After three years as Yahoo Inc’s chief executive officer, Marissa Mayer is still searching for a viable turnaround plan for the company.
Yahoo on Tuesday reported disappointing third-quarter financial results and said it would soon begin to use Google Inc to power some of its search results and advertising.
In a conference call and Web cast, Mayer told investors that Yahoo was “continuing to face revenue headwinds in our core business” and that it would soon unveil a plan to streamline and focus the company.
“We see a unique moment for Yahoo to narrow our strategy,” Mayer said.
Mayer said the plan is likely to include staff cuts and the shutdown or sale of some of the company’s operations.
The first area to take a hit was Yahoo’s video programming. The company, which has invested heavily in original Web content, such as the Community series, said it was taking a US$42 million write-off in the third quarter on the value of its video assets.
For the third quarter, Yahoo reported revenue of US$1.23 billion, compared with US$1.15 billion in the same quarter a year ago. Net income was US$76 million, or US$0.08 per share, compared with US$6.77 billion, or US$6.70 per share, the previous year, when the company booked big gains from the sale of some of its stake in Chinese e-commerce company Alibaba Group Holding Ltd (阿里巴巴集團).
Revenue and profits fell below Wall Street’s consensus estimates, sending Yahoo’s shares down 1.5 percent in after-hours trading.
Yahoo plans to spin off its remaining 15 percent stake in Alibaba in the next few months, despite lingering concerns about whether the deal would incur taxes for shareholders. The value of the spin-off, which Yahoo said could be delayed until January, accounts for most of Yahoo’s current stock price.
Mayer, a former Google executive, said that Google and Yahoo had signed a Web and mobile search deal this week, in which Google would supply advertising and search results for some search queries made by Yahoo users.
Yahoo had previously relied on Microsoft Corp’s Bing and its own in-house mobile search technology to handle queries, but now it plans to use Google, too.
“We think having an agreement with both search providers really improves competition,” Mayer said.
However, given that Google dominates search results and advertising, the deal is to face antitrust scrutiny from the US Department of Justice.
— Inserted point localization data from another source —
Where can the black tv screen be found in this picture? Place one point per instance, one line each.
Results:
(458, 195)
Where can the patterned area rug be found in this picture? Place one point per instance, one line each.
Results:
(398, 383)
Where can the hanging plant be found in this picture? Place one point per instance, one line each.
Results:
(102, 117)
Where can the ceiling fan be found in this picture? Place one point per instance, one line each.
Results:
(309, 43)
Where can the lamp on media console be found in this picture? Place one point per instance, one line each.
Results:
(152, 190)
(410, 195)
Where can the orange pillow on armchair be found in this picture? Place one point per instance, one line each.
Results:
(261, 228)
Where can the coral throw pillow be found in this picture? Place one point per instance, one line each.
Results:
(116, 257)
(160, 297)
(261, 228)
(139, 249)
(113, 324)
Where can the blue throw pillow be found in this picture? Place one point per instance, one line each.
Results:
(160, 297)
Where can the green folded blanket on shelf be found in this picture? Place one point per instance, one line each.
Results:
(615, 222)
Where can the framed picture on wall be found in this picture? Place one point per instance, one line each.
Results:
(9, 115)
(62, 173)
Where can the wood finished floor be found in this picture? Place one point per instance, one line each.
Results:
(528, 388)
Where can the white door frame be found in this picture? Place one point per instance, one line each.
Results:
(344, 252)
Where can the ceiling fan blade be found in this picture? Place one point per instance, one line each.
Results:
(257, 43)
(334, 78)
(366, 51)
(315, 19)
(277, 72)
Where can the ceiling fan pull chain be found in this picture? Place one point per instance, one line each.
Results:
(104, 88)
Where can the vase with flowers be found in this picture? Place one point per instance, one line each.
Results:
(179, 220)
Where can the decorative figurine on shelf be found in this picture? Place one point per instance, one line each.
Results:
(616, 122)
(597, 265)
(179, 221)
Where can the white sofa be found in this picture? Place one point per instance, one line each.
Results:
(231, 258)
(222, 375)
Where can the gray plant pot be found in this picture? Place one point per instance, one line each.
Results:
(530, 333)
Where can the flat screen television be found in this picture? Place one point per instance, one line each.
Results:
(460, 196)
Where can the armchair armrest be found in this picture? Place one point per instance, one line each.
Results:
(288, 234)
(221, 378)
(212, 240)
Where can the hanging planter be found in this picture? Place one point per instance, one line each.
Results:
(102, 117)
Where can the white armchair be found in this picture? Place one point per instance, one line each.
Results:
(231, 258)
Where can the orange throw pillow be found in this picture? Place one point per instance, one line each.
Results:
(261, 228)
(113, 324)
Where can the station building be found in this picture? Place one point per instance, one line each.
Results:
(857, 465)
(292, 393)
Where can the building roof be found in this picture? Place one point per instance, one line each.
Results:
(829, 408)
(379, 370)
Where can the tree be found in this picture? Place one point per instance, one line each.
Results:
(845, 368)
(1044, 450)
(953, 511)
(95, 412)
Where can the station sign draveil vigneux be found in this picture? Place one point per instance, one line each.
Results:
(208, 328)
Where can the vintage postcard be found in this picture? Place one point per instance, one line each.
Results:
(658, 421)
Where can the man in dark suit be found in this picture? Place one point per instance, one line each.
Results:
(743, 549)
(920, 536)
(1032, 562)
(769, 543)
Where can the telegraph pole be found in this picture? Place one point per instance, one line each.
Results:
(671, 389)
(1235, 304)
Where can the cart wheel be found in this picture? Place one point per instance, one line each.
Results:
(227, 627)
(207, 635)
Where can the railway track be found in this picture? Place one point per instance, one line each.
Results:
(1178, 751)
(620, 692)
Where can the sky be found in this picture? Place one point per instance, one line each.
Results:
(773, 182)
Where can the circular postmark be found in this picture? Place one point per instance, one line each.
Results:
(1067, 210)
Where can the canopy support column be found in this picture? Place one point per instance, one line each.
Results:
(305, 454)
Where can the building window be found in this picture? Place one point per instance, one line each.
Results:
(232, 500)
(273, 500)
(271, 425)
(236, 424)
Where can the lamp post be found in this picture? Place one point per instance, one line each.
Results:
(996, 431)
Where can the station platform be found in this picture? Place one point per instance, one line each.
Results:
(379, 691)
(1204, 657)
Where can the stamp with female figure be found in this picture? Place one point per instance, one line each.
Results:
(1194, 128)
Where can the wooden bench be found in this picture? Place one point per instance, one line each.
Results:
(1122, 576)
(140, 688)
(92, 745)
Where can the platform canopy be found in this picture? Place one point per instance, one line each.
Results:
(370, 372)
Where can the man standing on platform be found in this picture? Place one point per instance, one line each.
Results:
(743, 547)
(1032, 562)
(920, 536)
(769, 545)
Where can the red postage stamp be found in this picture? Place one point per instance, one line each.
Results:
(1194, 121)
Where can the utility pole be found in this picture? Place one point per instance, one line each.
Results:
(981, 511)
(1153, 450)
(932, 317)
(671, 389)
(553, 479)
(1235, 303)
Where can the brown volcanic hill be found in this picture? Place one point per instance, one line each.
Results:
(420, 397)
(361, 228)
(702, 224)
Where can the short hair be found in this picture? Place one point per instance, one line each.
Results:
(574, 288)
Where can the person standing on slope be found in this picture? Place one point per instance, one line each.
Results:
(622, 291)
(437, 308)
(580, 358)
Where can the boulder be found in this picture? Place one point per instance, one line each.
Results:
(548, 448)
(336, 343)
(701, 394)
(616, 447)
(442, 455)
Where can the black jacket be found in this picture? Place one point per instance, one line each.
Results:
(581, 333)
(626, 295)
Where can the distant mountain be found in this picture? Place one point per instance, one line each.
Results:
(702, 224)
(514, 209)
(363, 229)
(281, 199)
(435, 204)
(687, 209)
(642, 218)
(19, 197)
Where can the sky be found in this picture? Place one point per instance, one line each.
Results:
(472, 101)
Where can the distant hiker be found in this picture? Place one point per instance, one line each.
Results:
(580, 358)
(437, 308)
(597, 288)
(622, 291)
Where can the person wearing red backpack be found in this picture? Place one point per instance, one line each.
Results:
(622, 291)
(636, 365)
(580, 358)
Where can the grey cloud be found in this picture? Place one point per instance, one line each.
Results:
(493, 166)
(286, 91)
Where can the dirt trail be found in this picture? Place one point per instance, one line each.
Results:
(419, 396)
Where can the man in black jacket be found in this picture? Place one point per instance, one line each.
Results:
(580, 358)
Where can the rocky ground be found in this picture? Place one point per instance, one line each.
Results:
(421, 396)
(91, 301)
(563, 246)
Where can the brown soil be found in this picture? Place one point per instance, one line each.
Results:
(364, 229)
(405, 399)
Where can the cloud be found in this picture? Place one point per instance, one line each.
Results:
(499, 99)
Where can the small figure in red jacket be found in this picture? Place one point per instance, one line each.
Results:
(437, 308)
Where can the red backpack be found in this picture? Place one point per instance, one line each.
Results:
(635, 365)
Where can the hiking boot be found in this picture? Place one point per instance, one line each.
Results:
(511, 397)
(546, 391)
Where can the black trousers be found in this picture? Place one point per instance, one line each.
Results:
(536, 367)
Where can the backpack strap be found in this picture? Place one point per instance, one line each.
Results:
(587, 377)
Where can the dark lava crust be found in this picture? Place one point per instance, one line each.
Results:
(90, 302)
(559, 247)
In 2008, Yahoo and Google abandoned a similar deal after opposition from regulators, pushing Yahoo toward Microsoft, which was then the No. 3 search engine.
Search Engine Land founding editor Danny Sullivan said that the marketplace has changed since the last Google-Yahoo deal was proposed and that the partnership could be more palatable to regulators now.
“Yahoo lost all the market share it could lose, gave up its search technology and became this outer fiefdom of Microsoft,” he said.
However, Sullivan said partnering with Google would not solve Yahoo’s longer-term problems in search.
“Whatever numbers you look at, Yahoo’s the third-place player,” he said.